Base (Private) Module: parsers/_pdftextparser.py

Purpose:

This module provides the logic for parsing text from a PDF document.

Platform:

Linux/Windows | Python 3.10+

Developer:

J Berendt

Email:

development@s3dev.uk

Attention

This module is not designed to be interacted with directly, only via the appropriate interface class(es).

Rather, please create an instance of a PDF document parsing object using the following:

Note

Multi-processing

Text extraction through multi-processing has been tested and is not feasible due to an error indicating the pdfplumber.page.Page object can not be pickled. This object was being passed into the extraction method as the object contains the extract_text() function.
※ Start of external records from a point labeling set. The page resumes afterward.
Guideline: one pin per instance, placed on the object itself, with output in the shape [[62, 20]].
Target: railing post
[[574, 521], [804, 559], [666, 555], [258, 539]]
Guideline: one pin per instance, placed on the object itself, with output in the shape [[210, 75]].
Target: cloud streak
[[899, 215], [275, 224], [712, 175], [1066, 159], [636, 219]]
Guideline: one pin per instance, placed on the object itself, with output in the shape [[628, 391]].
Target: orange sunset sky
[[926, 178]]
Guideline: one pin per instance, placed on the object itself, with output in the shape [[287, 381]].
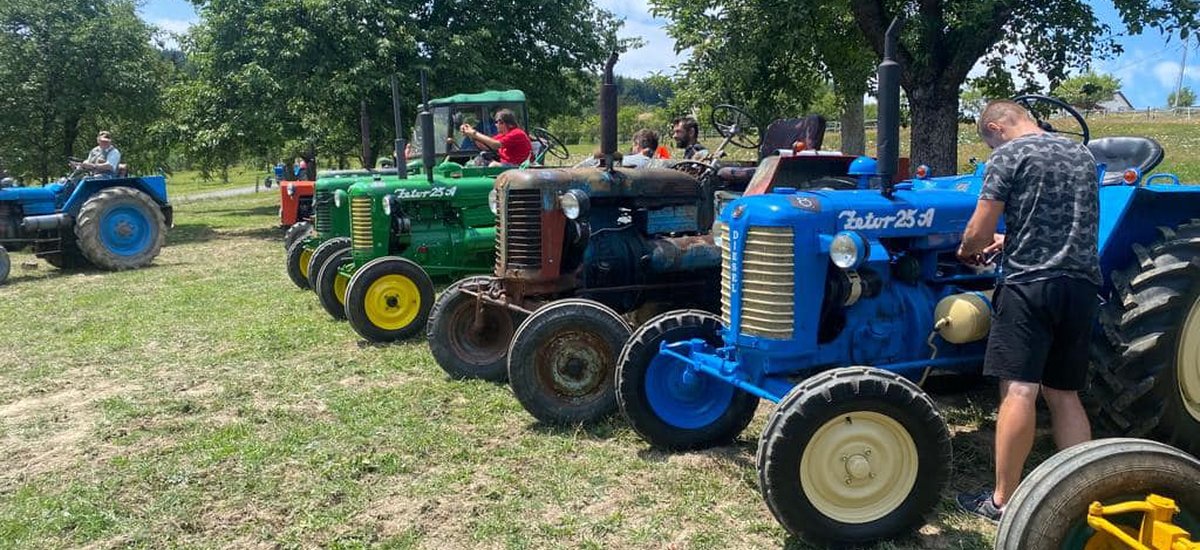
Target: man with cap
[[102, 160]]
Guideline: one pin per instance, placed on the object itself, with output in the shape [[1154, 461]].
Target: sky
[[1147, 69]]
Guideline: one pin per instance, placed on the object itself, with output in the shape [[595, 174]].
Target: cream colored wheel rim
[[1187, 364], [858, 467]]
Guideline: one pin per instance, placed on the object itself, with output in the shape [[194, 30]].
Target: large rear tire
[[1146, 358], [389, 299], [1049, 509], [667, 404], [563, 360], [853, 455], [120, 228], [466, 346]]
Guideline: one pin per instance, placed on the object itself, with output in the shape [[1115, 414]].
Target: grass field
[[205, 401]]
Additionally, multi-threading has also been tested and it was determined to be too complex and inefficient. This was tested using the concurrent.futures.ThreadPoolExecutor class and two documents, 14 and 92 pages; the timings are shown below. The multi-threaded approach took longer to process and added unnecessary complexity to the code base. As a side-effect, the pages are processed and stored out of order which would require a re-order, adding more complexity.

It has therefore been determined that this module will remain single-threaded.

Multi-Thread Timings

  • Single-threaded:

    • 14 page document: ~2 seconds

    • 92 page document: ~32 seconds

  • Multi-threaded:

    • 14 page document: ~2 seconds

    • 92 page document: ~35 seconds

class _PDFTextParser(path: str)[source]

Bases: _PDFBaseParser

Private PDF document text parser intermediate class.

Parameters:

path (str) – Full path to the PDF document.

Example:

Extract text from a PDF file:

>>> from docp import PDFParser

>>> pdf = PDFParser(path='/path/to/myfile.pdf')
>>> pdf.extract_text()

# Access the content of page 1.
>>> pg1 = pdf.doc.pages[1].content
extract_text(*, remove_header: bool = False, remove_footer: bool = False, remove_newlines: bool = False, ignore_tags: set = None, convert_to_ascii: bool = True, **kwargs)[source]
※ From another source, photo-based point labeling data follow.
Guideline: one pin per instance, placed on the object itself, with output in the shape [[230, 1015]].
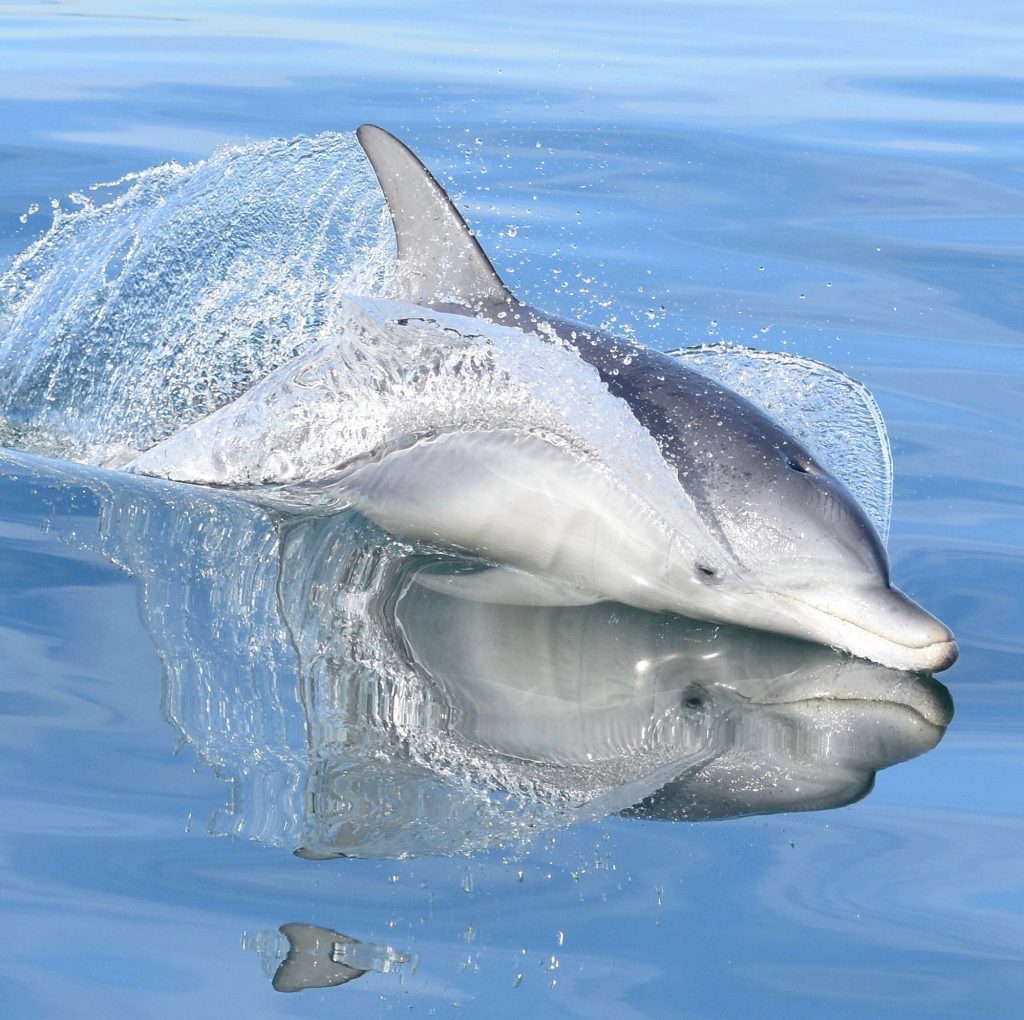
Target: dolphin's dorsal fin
[[439, 260]]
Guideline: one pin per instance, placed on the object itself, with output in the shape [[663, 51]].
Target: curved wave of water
[[157, 298], [170, 294]]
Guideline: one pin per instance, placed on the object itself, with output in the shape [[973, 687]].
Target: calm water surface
[[840, 182]]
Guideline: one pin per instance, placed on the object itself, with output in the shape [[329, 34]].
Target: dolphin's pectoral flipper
[[439, 260], [507, 586], [834, 416]]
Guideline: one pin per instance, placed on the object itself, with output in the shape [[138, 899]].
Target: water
[[839, 184]]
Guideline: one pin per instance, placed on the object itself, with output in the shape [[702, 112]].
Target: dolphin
[[745, 527], [791, 551], [357, 708]]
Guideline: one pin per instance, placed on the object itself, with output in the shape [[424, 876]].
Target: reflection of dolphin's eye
[[693, 698]]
Extract text from the document.

If the PDF document contains ‘marked content’ tags, these tags are used to extract the text as this is a more accurate approach and respects the structure of the page(s). Otherwise, a bounding box method is used to extract the text. If instructed, the header and/or footer regions can be excluded.

A list of pages, with extracted content can be accessed using the self.doc.pages attribute.

Parameters:
  • remove_header (bool, optional) – If True, the header is cropped (skipped) from text extraction. This only applies to the bounding box extraction method. Defaults to False.

  • remove_footer (bool, optional) – If True, the footer is cropped (skipped) from text extraction. This only applies to the bounding box extraction method. Defaults to False.

  • remove_newlines (bool, optional) – If True, the newline characters are replaced with a space. Defaults to False.

  • ignore_tags (set, optional) – If provided, these are the PDF ‘marked content’ tags which will be ignored. Note that the PDF document must contain tags, otherwise the bounding box method is used and this argument is ignored. Defaults to {'Artifact'}, as these generally relate to a header and/or footer. To include all tags, (not skip any) pass this argument as 'na'.

  • convert_to_ascii (bool, optional) – When a non-ASCII character is found, an attempt is made to convert it to an associated ASCII character. If a character cannot be converted, it is replaced with a '?'. Defaults to True.

Keyword Args:
  • None

Returns:

None.

_extract_text_using_bbox(**kwargs)[source]

Extract text using a bbox for finding the header and footer.

Keyword Arguments:

Those passed by the caller, extract_text().

_extract_text_using_tags(**kwargs)[source]

Extract text using tags.

The tags defined by the ignore_tags are skipped.

Keyword Arguments:

Those passed by the caller, extract_text().

static _text_from_tags(page: pdfplumber.page.Page, ignored: set) str[source]

Generate a page of text extracted from tags.

When extracting text from tags, newlines are not encoded and must be derived. For each character on the page, the top and bottom coordinates are compared to determine when a newline should be inserted. If both the top and bottom of the current character are greater than the previous character, a newline is inserted into the text stream.

Parameters:
  • page (pdfplumber.page.Page) – Page to be parsed.

  • ignored (set) – A set containing the tags to be ignored.

Yields:

str – Each character on the page, providing its tag is not to be ignored. Or, a newline character if the current character’s coordinates are greater than (lower on the page) than the previous character.

_uses_marked_content() bool[source]

Test whether the document can be parsed using tags.

Marked content allows us to parse the PDF using tags (rather than OCR) which is more accurate not only in terms of character recognition, but also with regard to the structure of the text on a page.

Logic:

If the document’s catalog shows Marked: True, then True is returned immediately.

Otherwise, a second attempt is made which detects marked content tags on the first three pages. If no tags are found, a third attempt is made by searching the first 10 pages. If tags are found during either of these attempts, True is returned immediately.

Finally, if no marked content or tags were found, False is returned.

Returns:

Returns True if the document can be parsed using marked content tags, otherwise False.

Return type:

bool